Série: Terminou a faculdade! E agora? Parte 6: Livre-docência e Pós-doutorado
Hoje iremos falar sobre os dois últimos graus acadêmicos, a livre-docência e o pós-doutorado.
Livre-docência
Livre-docência é um título (stricto-sensu) fornecido por instituições de ensino superior por meio de concursos públicos. É um titulo de excelência de ensino concedido para que a pessoa seja respeitada como professor da instituição. As inscrições são abertas por meio de editais e somente são aprovados para realizar a prova profissionais que já possuem o título de “Doutor”. Cada instituição possui suas próprias regras para o edital.
Após realizar a prova, é necessário desenvolver uma tese e defendê-la perante a uma banca examinadora.
Em algumas faculdades e universidades (como por exemplo as estaduais paulistas) , o título de livre-docência é pré-requisito para a candidatura ao cargo de professor titular. Já nas federais, quando um professor possui o grau de Doutor e existe a vaga, é possível se candidatar ao cargo.
Esse grau acadêmico não é muito difundido no meio profissional. Ao meu ver, serve mais para profissionais que tenham vontade de focar a sua carreira no ensino acadêmico.
Pós-doutorado
Esse é um estágio acadêmico realizado após o término do Doutorado. Caso o profissional deseje continuar suas pesquisas, é comum se inscrever em um “curso” de pós-doutorado. Esse curso é, um estágio acadêmico na instituição, onde o candidado irá se aprimorar como pesquisador em uma determinada área.

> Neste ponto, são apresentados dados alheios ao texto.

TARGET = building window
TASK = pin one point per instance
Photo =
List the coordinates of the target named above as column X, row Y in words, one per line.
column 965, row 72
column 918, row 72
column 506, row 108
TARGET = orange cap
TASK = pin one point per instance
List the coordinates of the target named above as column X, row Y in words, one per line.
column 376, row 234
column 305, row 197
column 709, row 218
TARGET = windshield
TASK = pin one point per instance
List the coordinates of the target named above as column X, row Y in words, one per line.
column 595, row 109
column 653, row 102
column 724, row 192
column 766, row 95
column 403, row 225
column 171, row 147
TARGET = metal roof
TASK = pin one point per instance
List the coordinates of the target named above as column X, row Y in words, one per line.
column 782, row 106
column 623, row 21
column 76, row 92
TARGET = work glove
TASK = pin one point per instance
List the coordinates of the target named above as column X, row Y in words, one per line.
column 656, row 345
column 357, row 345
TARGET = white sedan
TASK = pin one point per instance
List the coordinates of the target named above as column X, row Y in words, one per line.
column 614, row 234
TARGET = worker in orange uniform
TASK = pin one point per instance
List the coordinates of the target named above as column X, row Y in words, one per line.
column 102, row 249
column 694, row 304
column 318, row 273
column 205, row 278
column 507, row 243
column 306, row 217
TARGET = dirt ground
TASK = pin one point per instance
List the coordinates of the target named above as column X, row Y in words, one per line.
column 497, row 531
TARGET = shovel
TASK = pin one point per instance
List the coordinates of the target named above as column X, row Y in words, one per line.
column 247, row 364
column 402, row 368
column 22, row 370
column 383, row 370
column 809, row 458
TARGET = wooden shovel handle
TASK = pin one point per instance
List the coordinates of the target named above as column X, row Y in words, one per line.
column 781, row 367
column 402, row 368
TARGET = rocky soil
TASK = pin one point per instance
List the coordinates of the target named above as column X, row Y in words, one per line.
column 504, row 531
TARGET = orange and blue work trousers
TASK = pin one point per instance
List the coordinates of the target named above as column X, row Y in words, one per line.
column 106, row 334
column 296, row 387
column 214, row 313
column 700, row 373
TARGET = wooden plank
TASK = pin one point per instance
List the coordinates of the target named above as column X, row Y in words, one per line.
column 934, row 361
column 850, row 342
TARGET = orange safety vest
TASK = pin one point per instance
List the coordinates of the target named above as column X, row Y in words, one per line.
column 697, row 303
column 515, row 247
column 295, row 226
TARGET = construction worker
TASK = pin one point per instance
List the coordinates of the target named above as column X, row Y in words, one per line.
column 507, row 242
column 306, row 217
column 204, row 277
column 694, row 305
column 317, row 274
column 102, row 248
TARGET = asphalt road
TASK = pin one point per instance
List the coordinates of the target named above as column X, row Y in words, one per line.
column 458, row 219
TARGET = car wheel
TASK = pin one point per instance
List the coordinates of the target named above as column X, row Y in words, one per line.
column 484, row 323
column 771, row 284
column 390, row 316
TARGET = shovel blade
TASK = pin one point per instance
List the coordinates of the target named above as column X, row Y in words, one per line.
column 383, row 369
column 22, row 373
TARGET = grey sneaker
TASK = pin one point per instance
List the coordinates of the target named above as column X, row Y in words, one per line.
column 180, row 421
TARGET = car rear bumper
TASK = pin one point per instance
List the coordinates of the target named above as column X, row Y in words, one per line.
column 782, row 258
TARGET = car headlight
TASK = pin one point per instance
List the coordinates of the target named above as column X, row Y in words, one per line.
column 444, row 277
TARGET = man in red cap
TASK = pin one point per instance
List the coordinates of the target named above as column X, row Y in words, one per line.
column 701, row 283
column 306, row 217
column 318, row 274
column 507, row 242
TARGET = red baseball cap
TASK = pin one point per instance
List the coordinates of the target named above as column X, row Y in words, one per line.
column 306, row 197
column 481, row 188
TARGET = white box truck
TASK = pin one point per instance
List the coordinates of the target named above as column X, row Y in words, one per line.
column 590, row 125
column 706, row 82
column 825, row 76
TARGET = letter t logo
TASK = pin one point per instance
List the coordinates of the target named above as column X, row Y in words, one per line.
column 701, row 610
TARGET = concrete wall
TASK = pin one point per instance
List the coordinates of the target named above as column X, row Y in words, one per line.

Creio que muitos profissionais que terminam o curso de Doutorado, querem continuar a pesquisa que começaram. Nada melhor do que aproveitar essa vontade para se adiquirir um novo grau.

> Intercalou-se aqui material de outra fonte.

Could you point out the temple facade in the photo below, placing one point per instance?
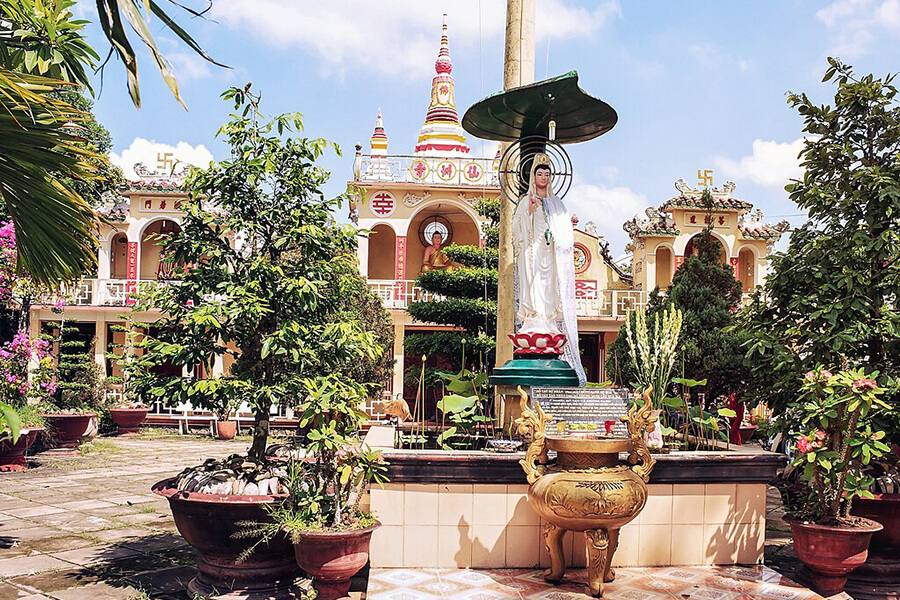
(661, 241)
(406, 202)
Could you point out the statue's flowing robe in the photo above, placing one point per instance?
(545, 274)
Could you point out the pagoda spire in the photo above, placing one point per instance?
(378, 168)
(378, 143)
(441, 135)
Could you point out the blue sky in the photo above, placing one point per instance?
(698, 84)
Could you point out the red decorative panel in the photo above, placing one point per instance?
(400, 266)
(131, 271)
(585, 288)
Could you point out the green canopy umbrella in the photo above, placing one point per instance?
(524, 111)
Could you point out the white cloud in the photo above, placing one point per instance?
(394, 37)
(189, 65)
(608, 207)
(146, 151)
(770, 163)
(854, 26)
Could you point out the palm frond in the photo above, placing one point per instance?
(56, 229)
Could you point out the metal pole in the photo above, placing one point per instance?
(518, 69)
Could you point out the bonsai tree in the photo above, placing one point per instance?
(468, 300)
(836, 442)
(264, 286)
(81, 386)
(834, 292)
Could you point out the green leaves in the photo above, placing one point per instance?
(10, 424)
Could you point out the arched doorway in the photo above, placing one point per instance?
(151, 252)
(664, 262)
(689, 249)
(747, 269)
(118, 256)
(454, 223)
(382, 246)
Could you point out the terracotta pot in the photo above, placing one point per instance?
(885, 509)
(66, 431)
(208, 521)
(12, 456)
(877, 579)
(226, 430)
(333, 557)
(746, 432)
(830, 553)
(128, 420)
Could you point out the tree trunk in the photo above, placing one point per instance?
(257, 451)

Após a sua conclusão, o profissional terá excelência de conhecimentos no assunto de sua pesquisa. O problema é o tempo que se leva para chegar aqui. Façam as contas: graduação – 4 anos, mestrado – 4 anos, doutorado – 4 anos, pós-doutorado – 1 a 4 anos. Totalizando, 13 a 16 anos de estudos. Supondo que você comece sua faculdade com 18 anos e que não tenha nenhum intervalo entre os cursos, você terá o pós-doutorado apenas com 34 anos. É uma dedicação à carreira muito grande, será que vale a pena?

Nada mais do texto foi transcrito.